According to the Labor Department jobs report released last Friday, there were officially 3.7 million long-term unemployed people in March. That figure is three times higher than in 2006. Nearly 36 percent of the unemployed have been out of work for more than 26 weeks, three times the average between 1948 and 2008. The mean duration of unemployment is more than 35 weeks, up from 16.9 weeks in 2006. State governments provide jobless benefits for a maximum of 26 weeks, and a growing number of states are shortening the period of eligibility.

Republican House Speaker John Boehner responded to the Senate vote Monday by reiterating his opposition to any bill to restore the benefits that does not include various Republican-backed initiatives. These include the Keystone XL oil pipeline and changes to Obamacare, such as raising the definition of full-time workers from 30 to 40 hours per week and scrapping a tax on medical devices.
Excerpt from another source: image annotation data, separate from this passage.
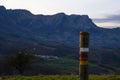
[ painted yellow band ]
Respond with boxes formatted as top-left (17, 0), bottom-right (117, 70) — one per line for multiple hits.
top-left (80, 60), bottom-right (88, 65)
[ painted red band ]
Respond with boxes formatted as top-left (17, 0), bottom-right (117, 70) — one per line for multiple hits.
top-left (80, 54), bottom-right (88, 58)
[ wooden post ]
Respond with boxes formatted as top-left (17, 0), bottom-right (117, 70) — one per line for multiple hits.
top-left (79, 32), bottom-right (89, 80)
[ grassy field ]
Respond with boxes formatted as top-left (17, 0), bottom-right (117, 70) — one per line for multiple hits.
top-left (0, 75), bottom-right (120, 80)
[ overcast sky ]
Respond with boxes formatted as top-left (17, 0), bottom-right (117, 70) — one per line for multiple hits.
top-left (0, 0), bottom-right (120, 28)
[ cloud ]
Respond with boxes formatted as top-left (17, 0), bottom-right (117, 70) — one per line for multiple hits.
top-left (93, 14), bottom-right (120, 23)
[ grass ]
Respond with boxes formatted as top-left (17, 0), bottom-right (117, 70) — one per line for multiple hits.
top-left (0, 75), bottom-right (120, 80)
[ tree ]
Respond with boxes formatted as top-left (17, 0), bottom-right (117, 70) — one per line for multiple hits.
top-left (7, 51), bottom-right (34, 75)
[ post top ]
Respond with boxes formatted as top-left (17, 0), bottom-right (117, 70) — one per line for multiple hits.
top-left (80, 32), bottom-right (89, 35)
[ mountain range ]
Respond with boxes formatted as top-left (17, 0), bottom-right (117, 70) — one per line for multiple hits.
top-left (0, 6), bottom-right (120, 73)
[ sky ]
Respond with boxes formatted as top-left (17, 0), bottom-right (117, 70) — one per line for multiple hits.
top-left (0, 0), bottom-right (120, 28)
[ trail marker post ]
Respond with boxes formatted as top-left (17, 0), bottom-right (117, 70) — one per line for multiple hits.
top-left (79, 32), bottom-right (89, 80)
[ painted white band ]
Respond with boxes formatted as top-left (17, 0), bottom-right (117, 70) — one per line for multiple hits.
top-left (80, 48), bottom-right (89, 52)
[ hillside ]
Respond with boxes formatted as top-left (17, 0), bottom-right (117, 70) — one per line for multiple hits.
top-left (0, 6), bottom-right (120, 73)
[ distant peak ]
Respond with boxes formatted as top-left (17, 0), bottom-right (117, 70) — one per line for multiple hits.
top-left (0, 6), bottom-right (6, 10)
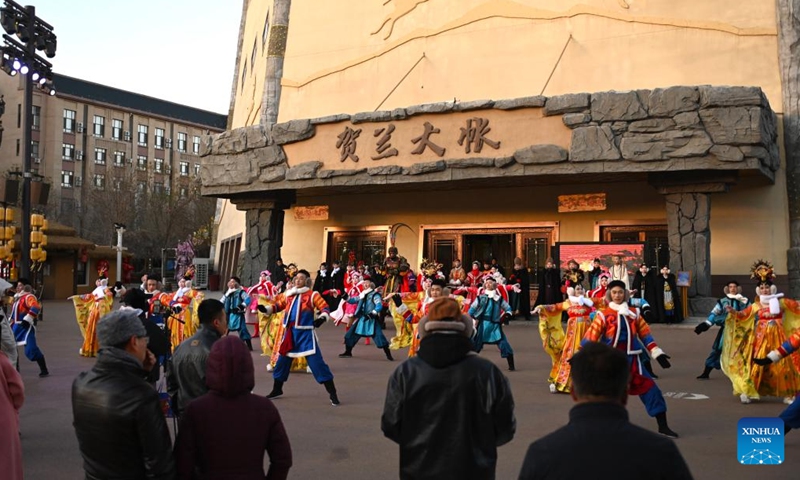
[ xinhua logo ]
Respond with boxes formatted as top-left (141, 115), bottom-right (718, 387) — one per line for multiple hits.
top-left (736, 417), bottom-right (784, 465)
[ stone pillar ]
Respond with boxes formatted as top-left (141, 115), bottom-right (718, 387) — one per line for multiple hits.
top-left (236, 202), bottom-right (288, 286)
top-left (665, 193), bottom-right (711, 297)
top-left (775, 0), bottom-right (800, 298)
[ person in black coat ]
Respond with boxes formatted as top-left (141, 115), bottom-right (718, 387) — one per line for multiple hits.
top-left (653, 265), bottom-right (683, 323)
top-left (533, 258), bottom-right (564, 308)
top-left (519, 343), bottom-right (692, 480)
top-left (508, 257), bottom-right (531, 320)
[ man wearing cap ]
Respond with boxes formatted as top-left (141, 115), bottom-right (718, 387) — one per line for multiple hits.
top-left (11, 278), bottom-right (50, 377)
top-left (167, 299), bottom-right (228, 416)
top-left (72, 309), bottom-right (175, 480)
top-left (381, 298), bottom-right (516, 479)
top-left (469, 276), bottom-right (514, 372)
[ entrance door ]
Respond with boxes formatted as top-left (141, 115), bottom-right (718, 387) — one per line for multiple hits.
top-left (463, 234), bottom-right (515, 275)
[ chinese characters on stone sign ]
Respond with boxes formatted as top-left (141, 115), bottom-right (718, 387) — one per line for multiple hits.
top-left (336, 117), bottom-right (500, 162)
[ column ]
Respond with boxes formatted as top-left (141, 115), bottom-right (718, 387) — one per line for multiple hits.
top-left (665, 193), bottom-right (712, 297)
top-left (236, 202), bottom-right (288, 286)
He is broadly hinting that he may refuse to bring the Senate bill before the House for a vote.

A group of seven Republican House members from high-unemployment states in the Northeast and Nevada released a letter after the Senate vote asking Boehner to allow the measure to be voted on in the House, where it would likely pass due to Democratic support.

In any event, the White House and congressional Democrats are far more interested in using issues such as unemployment pay, the minimum wage and equal pay for women as political footballs in the run-up to the November elections than they are in actually getting such measures passed. On Tuesday, Obama followed up the Senate vote with a White House appearance in which he touted his “fairness agenda” and announced two very marginal executive actions that he said would help women achieve equal pay for equal work.

The first prohibits federal contractors from retaliating against employees for discussing their pay rates. The second requires federal contractors to provide the Labor Department with pay data broken down according to gender and race. Neither of these measures will affect the overwhelming majority of women workers.

The Democratic-controlled Senate is expected to introduce a bill to strengthen the 1963 Equal Pay Act this week, and a bill to raise the minimum wage to $10.10 an hour next month. Neither are expected to be passed by the Senate, let alone the House.